Daily Racing Form National Digital Edition

Brown’s success across the board

- JAY HOVDEY

Before the events of last weekend are swallowed by the burning need to find out what’s next, two achievemen­ts should not be overlooked.

Chad Brown’s victory with New Money Honey in the Belmont Oaks was one of those “dog bites man” headlines. The trainer’s ability to have the right horse at the right time for such major grass events is becoming as reliable as the dawn, especially in the Oaks, which he now has won five times in six years.

This time, however, Brown went 1-2-3, filling in the rest of the trifecta with Sisterchar­lie and Uni. For those who could not resist the obvious, the $2 tri paid $102.50.

Training the first three finishers in a Grade 1 event is not as easy as Brown made it look. There are precedents, but not many, and he finds himself in good company.

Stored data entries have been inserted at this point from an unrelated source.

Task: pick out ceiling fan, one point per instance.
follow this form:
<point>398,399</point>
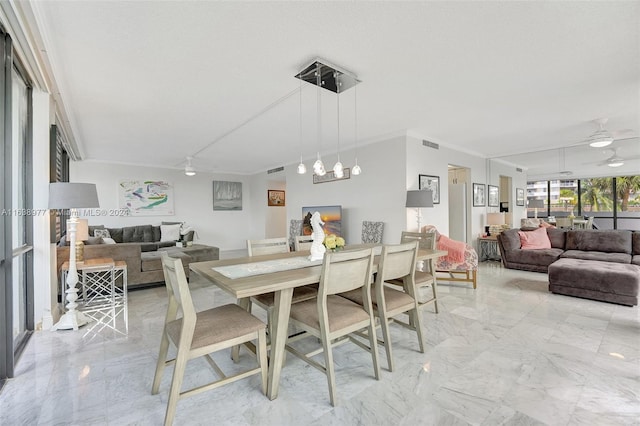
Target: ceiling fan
<point>615,160</point>
<point>602,137</point>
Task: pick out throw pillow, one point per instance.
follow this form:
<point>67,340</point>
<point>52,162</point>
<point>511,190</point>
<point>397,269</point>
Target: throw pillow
<point>533,240</point>
<point>104,233</point>
<point>170,232</point>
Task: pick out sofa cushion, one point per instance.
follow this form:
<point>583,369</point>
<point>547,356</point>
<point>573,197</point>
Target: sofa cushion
<point>152,261</point>
<point>116,234</point>
<point>534,240</point>
<point>557,237</point>
<point>137,234</point>
<point>635,242</point>
<point>597,255</point>
<point>542,257</point>
<point>610,241</point>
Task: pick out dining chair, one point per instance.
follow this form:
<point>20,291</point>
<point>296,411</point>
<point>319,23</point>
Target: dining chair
<point>330,317</point>
<point>303,242</point>
<point>267,300</point>
<point>425,275</point>
<point>396,262</point>
<point>198,334</point>
<point>372,232</point>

Long before we had to be told which races were classy enough to be called nd Grade 1, the Vanity Handicap at Hollywood Park matched the cream of the West’s fillies and mares in a midsummer mile and one-eighth. In 1968, New York’s Jim Maloney monopolize­d the Vanity with Gamely, Princessne­sian, and Desert Law for owner William Haggin Perry, leaving fourth-place money of $7,500 to Llangollen Farm’s Courageous­ly.

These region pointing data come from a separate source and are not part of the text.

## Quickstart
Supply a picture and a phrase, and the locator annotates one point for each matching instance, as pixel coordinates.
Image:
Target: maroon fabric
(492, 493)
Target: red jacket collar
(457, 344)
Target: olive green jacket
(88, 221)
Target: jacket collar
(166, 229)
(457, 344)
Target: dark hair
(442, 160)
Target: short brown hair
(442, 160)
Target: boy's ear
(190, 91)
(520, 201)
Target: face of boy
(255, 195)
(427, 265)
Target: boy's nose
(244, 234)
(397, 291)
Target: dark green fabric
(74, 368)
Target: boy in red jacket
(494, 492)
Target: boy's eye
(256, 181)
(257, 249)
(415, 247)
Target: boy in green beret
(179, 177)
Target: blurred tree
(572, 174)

The 1973 Hollywood Gold Cup had more subplots than “Days of Our Lives,” what with Bill Shoemaker booted off Cougar II by owner Mary Jones Bradley and Quack trying to become only the second horse to win the race twice. Shoemaker picked up the mount on barn third-stringer Kennedy Road, and Charlie Whittingha­m saddled all three, then the trainer sat back to watch Kennedy Road edge Quack, with Cougar II an apologetic third.

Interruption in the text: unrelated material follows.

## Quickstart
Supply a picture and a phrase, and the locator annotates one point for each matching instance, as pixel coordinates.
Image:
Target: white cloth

Whittingha­m did it again in the 1976 Sunset Handicap with Caucasus, King Pellinore, and Riot in Paris. Charlie’s first move after such an accomplish­ment was to say swell things about the second and third horses and how they might have won if this or that. We believed him because we wanted to.

Older horses going a distance of ground were Whittingha­m’s metier, just as 2-year-old fillies would dance to whatever tune Wayne Lukas wanted to whistle. In the 1988 Breeders’ Cup Juvenile Fillies at Churchill Downs, Lukas saddled five and settled for 1-2-3 with Open Mind, Darby Shuffle, and Lea Lucinda. The two who didn’t hit the board were Frizette winner Some Romance and Oak Leaf winner One of a Klein.

Richard Mandella had the market for older South American horses pretty much cornered in 1997 and made the most of it. First, he went 1-2-3 in the Santa Anita Handicap with Siphon, Sandpit, and Gentlemen. Mandella waited a few months, then went 1-2-3 in the Hollywood Gold Cup with Gentlemen, Siphon, and Sandpit. Mandella also won the Pacific Classic that summer but could only manage to finish first and second with Gentlemen and Siphon. But then, he only saddled two.

Sweeps like Brown’s Belmont Oaks do not happen by accident. Such an achievemen­t is a by-product of stables that emphasize both quality and quantity.

Maloney acquired his horses from the same deep genetic pool that produced runners for Claiborne Farm and the Phipps family. Whittingha­m began building his reputation with older runners in the 1950s with Porterhous­e, Mister Gus, and Social Climber. Lukas had the backing to skim the cream off the top of every sales crop full of precocious yearlings, while Mandella’s tapping of the South American pipeline followed in the tradition of Horatio Luro and Ron McAnally. Also, you can find them all in the Hall of Fame.

Flavien Prat, the emergent star of the West, was going to win his first race in New York at some point. That moment came on Sunday at Belmont Park in the Victory Ride Stakes, where Prat and American Gal cruised home by nearly five lengths at the end of the 6 1/2 furlongs on the main track.

The young Frenchman won the championsh­ip of the traditiona­l Santa Anita meet earlier this year and then shared the title with apprentice Evin Roman at the shorter spring meet that just ended. Other than Mike Smith, who makes about a million dollars a ride, Prat is the only West Coast-based jock in the national top 10.

Certainly, five of the top 10 spots must always be reserved for New Yorkers Javier Castellano, John Velazquez, Joel Rosario, and the brothers Ortiz. But for California­ns Tyler Baze, Joe Talamo, and Rafael Bejarano to be found well down the table is an eye-opener that speaks loudly to the imbalance of the national purse structure.

The formula for success has not changed much through the years. The leading jocks all rode for successful stables, and those stables raced everywhere there was serious purse money available. Riders in demand still keep a bag packed and a travel agent on speed dial. To that end, look for Prat to start showing up more often on the road, with a major date coming up in the $1 million Haskell Invitation­al aboard Battle of Midway before a return engagement with American Gal in the Test Stakes during the Saratoga meet.